Itemized: “Yes Homo” Shirt

April 06, 2010


Every week a different FADER staff member will pick a clothing item or accessory that he or she has lately been spending a lot of time with—or would like to—and write a little love letter to it. We would’ve done a column on who we’re dating but that seemed a little bit much. This week Alex Frank writes about the "Yes Homo" t-shirt from Brooklyn band Little Victory.


When hip-hop adopted "no homo" a couple years ago, the term hardly entered my radar. For one, I had already made it through the playground, a boy who played with Polly Pockets, and the insults at the jungle gym were way smarter and meaner. So my best defense against No Homo was just to yawn right through Cam'ron's hits. It's an immature, amorphous, stupid proclamation of disgust. Even though it's less violent and confrontational than past antipathies, that change can't be a sign of progress, more just like a blunter butter knife of an insult.

Looking good is the best revenge, no? And a man with a wardrobe as purple and pink as Cam'ron's should know the power of an outfit. This shirt's the perfect response to the slur.

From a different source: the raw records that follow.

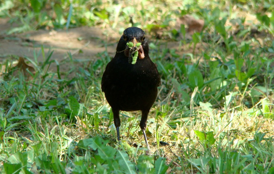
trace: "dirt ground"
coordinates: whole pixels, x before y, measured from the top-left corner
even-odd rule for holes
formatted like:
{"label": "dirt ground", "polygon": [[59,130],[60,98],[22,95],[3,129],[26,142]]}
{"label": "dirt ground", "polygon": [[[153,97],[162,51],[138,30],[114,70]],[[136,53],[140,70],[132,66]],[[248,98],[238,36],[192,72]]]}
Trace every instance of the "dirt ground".
{"label": "dirt ground", "polygon": [[[51,59],[59,63],[68,57],[68,52],[72,55],[74,59],[91,60],[98,58],[96,55],[106,51],[106,49],[109,55],[113,57],[120,37],[118,31],[110,28],[86,26],[70,28],[67,30],[41,29],[18,34],[5,34],[7,31],[17,26],[16,24],[11,24],[9,23],[8,19],[0,18],[0,63],[7,59],[16,60],[13,58],[19,57],[33,59],[34,51],[39,55],[38,61],[42,62],[41,45],[46,55],[49,51],[53,51]],[[150,36],[147,36],[147,38],[150,42],[152,41],[150,40]],[[164,41],[162,44],[158,42],[162,45],[160,48],[175,49],[176,53],[181,55],[192,51],[192,48],[188,44],[178,49],[178,42]],[[200,45],[198,44],[195,52],[201,51]],[[50,70],[56,70],[56,66],[55,63],[52,64]],[[68,68],[66,64],[60,65],[61,71],[65,71]]]}
{"label": "dirt ground", "polygon": [[[0,18],[0,62],[17,57],[33,59],[34,51],[41,51],[41,45],[46,54],[50,50],[54,51],[51,59],[58,61],[67,58],[69,52],[74,59],[94,59],[98,53],[106,50],[106,44],[107,52],[113,56],[120,37],[118,32],[111,29],[87,27],[67,31],[39,30],[19,34],[5,34],[16,26],[16,24],[9,23],[8,19]],[[41,54],[37,59],[39,62],[43,61]]]}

It's the band T-shirt for Brooklyn-based Little Victory, a tough, talented garage band of homosexuals. The fact that it's so obvious makes it that much better: a funny, easy defense against a sloppy insult.

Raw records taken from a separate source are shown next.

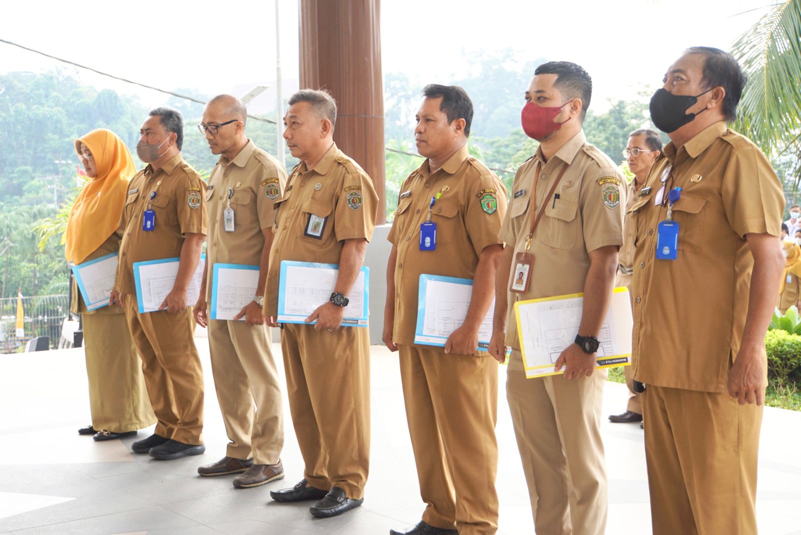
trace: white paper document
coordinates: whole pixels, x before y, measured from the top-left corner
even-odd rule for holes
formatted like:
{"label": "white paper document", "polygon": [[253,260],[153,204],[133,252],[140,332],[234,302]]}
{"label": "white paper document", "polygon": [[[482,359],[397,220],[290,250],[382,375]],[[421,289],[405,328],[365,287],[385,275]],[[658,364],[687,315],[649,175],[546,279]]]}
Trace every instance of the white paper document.
{"label": "white paper document", "polygon": [[[159,307],[175,285],[179,261],[179,258],[164,258],[134,262],[134,281],[136,283],[136,301],[139,313],[159,309]],[[205,264],[206,257],[203,255],[200,257],[187,288],[187,306],[194,306],[200,295]]]}
{"label": "white paper document", "polygon": [[[280,323],[305,323],[305,319],[312,312],[331,298],[338,276],[338,266],[334,264],[283,261],[277,321]],[[367,326],[368,286],[369,269],[362,267],[350,293],[345,296],[349,301],[344,309],[343,326]]]}
{"label": "white paper document", "polygon": [[89,310],[108,305],[119,257],[116,253],[90,260],[72,268],[75,283]]}
{"label": "white paper document", "polygon": [[[562,352],[574,343],[582,322],[583,301],[582,293],[573,293],[515,303],[517,336],[527,377],[564,373],[564,368],[554,372],[553,366]],[[598,336],[598,368],[631,363],[633,327],[629,290],[615,288]]]}
{"label": "white paper document", "polygon": [[[259,266],[215,264],[211,273],[212,320],[232,320],[253,301],[259,285]],[[239,321],[244,321],[243,316]]]}
{"label": "white paper document", "polygon": [[[421,274],[417,295],[417,326],[414,343],[444,347],[448,337],[465,322],[473,297],[473,281]],[[486,351],[493,334],[495,301],[478,329],[479,351]]]}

Actually, the best counterpoint to No Homo was the night I got the shirt. Little Victory were playing their first show at a gay party on the Lower East Side. Each member was wearing the shirt on stage and throwing free ones out to the audience. I stood in the crowd watching them rule as a band, a messy, sexy quartet full of swagger. They didn't rule in a gay way or in a straight way, particularly, just in an great way. Then I looked around at the crowd of homo and heterosexuals emblazoned in their Yes Homo shirts and thought about how little it mattered, at least to this group, what anyone would have to say about anything. People were too busy having fun and being drunk to care about anything petty.

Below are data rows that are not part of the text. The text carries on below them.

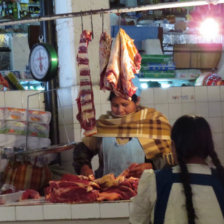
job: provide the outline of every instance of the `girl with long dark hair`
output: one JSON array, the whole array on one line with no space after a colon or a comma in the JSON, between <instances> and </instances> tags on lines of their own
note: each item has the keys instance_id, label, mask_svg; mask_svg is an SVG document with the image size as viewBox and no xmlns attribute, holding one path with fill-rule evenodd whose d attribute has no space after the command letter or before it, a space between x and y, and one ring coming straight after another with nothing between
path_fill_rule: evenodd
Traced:
<instances>
[{"instance_id":1,"label":"girl with long dark hair","mask_svg":"<svg viewBox=\"0 0 224 224\"><path fill-rule=\"evenodd\" d=\"M224 223L224 168L208 122L184 115L174 123L171 139L178 165L143 173L130 223Z\"/></svg>"}]
</instances>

After Little Victory's set everyone poured outside on the street, go-go boys included, to smoke cigarettes. About half were wearing "Yes Homo" shirts. Some guy walking by called one of us a faggot (a decidedly meaner phrase than "No Homo") and, like a discordant choir, we hollered back until the dude was gone. We laughed him out of sight and out of mind. They weren't angry screams, though. Instead we hit notes of boastful satisfaction as our defense, and, after it was all done, we erupted in more laughter about the experience and sashayed back downstairs. It didn't hurt our feelings; we felt more bad for him than we did for ourselves. Our Yes Homo shirts were the perfect billboards to display this new cultural confidence—it's not so much a fight as it is a celebration.